Ahora bien, hay algo que en mi opinión trastorna a las personas aún más que el sufrimiento y perturba más su día a día, y eso es el temor a sufrir. Decía Montaigne que “quien teme sufrir sufre ya por lo que teme”.3 Y así es. La anticipación es el estandarte del miedo. Y el miedo genera sufrimiento. Buena parte de lo que tememos cuando caemos enfermos o enferma alguien a quien amamos, sencillamente nos lo imaginamos, porque en realidad no lo sabemos. Nuestra imaginación, alimentada por un entorno mediático en todas sus formas y voces que es una fábrica inagotable de rumores y bulos amenazantes, es nuestro peor enemigo. Pero lo cierto es que muchas de esas pesadillas que nuestro pensamiento anticipa y convierte en sufrimiento hoy nunca van a suceder mañana, y por tanto son gratuitas y absurdas. El temor a sufrir se transforma en algo peor que el propio sufrimiento.

La enfermedad y la posibilidad de morir se convierten en monstruos informes frente a los que nos sentimos totalmente indefensos. Imágenes tétricas se instalan en nuestra atormentada mente, y nos bloquean e impiden analizar con un mínimo de serenidad la realidad. Y esa realidad con mucha frecuencia, sobre todo si las cosas se hacen bien, resulta ser considerablemente más llevadera. El miedo ancestral que llevamos pegado a la piel desde hace cientos de años es vulnerable al conocimiento y al acompañamiento, como la oscuridad se diluye con la luz. Pero hay que tener voluntad de encender una luz o dejar que otros la enciendan.

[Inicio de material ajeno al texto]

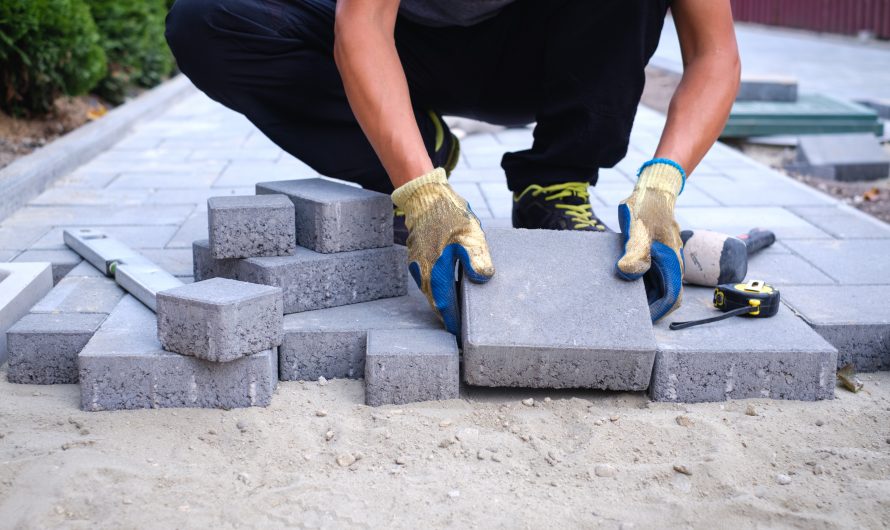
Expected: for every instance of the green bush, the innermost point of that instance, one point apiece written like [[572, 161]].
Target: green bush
[[47, 48], [132, 34]]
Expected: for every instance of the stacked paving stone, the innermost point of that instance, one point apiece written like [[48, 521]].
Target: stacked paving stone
[[345, 294]]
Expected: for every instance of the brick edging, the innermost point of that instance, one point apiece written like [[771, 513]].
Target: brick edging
[[28, 176]]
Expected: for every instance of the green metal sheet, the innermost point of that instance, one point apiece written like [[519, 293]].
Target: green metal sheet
[[810, 114]]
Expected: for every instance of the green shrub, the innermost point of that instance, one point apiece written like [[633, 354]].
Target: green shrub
[[47, 48], [132, 34]]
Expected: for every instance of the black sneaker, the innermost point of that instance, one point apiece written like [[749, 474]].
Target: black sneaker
[[563, 206], [446, 156]]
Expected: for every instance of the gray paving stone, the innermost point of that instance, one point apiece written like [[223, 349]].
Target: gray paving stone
[[520, 329], [311, 280], [43, 347], [846, 157], [124, 367], [767, 89], [406, 366], [843, 222], [21, 286], [782, 269], [850, 261], [81, 295], [205, 267], [335, 217], [251, 226], [332, 342], [854, 319], [738, 220], [220, 319], [778, 357], [63, 260]]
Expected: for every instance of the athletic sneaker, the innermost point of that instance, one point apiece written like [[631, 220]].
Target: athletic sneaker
[[563, 206], [446, 155]]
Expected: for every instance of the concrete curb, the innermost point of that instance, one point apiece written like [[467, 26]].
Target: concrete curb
[[30, 175]]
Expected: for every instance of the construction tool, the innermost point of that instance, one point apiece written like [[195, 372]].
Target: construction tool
[[756, 299], [714, 259], [134, 272]]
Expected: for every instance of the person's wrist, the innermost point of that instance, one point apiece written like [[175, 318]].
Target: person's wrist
[[420, 191], [662, 174]]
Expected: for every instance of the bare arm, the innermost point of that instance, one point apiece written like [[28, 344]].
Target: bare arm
[[375, 83], [701, 104]]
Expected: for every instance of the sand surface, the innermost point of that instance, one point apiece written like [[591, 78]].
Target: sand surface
[[319, 458]]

Cuando a los familiares de V. se les informó de la inminente alta hospitalaria, y de que podían volver a casa, sus caras y sus palabras expresaron todos los temores que se les venían encima. La enfermedad de V. entraba en su recta definitiva, quedaba cuidarlo y acompañarlo hasta el final, que no se demoraría mucho tiempo. Lo que no entraba en sus previsiones era que eso pudiera suceder en su propio hogar. ¿Cómo iban a hacerlo? Necesitaría cuidados especializados, atención permanente, podían ocurrir muchas complicaciones, ellos no sabían, ellos no podrían, él iba a sufrir mucho y no habría un timbre que pulsar para que acudiera el personal de la planta.

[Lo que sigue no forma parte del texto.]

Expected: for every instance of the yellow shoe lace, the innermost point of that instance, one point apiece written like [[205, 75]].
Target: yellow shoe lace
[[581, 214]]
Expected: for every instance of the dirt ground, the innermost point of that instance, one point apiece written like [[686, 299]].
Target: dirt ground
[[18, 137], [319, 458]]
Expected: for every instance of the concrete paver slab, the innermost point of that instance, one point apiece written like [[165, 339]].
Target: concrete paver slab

Se les explicó que no iban a estar solos, que un equipo de cuidados paliativos velaría por V. y por ellos, que dispondrían de un teléfono de contacto permanente y que siempre quedaba la posibilidad de volver al hospital. No del todo convencidos, aceptaron, aunque arrancando a los profesionales el compromiso de que el fallecimiento no debía producirse en casa bajo ningún concepto, y que por tanto cuando intuyeran que se acercaba el momento ingresarían a V. de nuevo en el hospital.

Durante las semanas que V. fue atendido en su casa todo transcurrió en un progresivo clima de serenidad y confianza, se solventaron los problemas que aparecieron y se acercaron sin casi darse cuenta a aquel umbral que tanto temían. Y llegada la hora de tomar una decisión, y pensando ya de forma más liberada en lo que V. hubiera deseado, accedieron a quedarse en casa, donde V. murió, en su cama, acompañado de los suyos, y con los síntomas bien controlados por los profesionales que le atendían.

Poco después, los mismos familiares que tanto se habían resistido a vivir el final de la vida de V. en casa reconocían que nunca hubieran imaginado que eso fuera posible, y que se sentían agradecidos y satisfechos por haberlo podido hacer.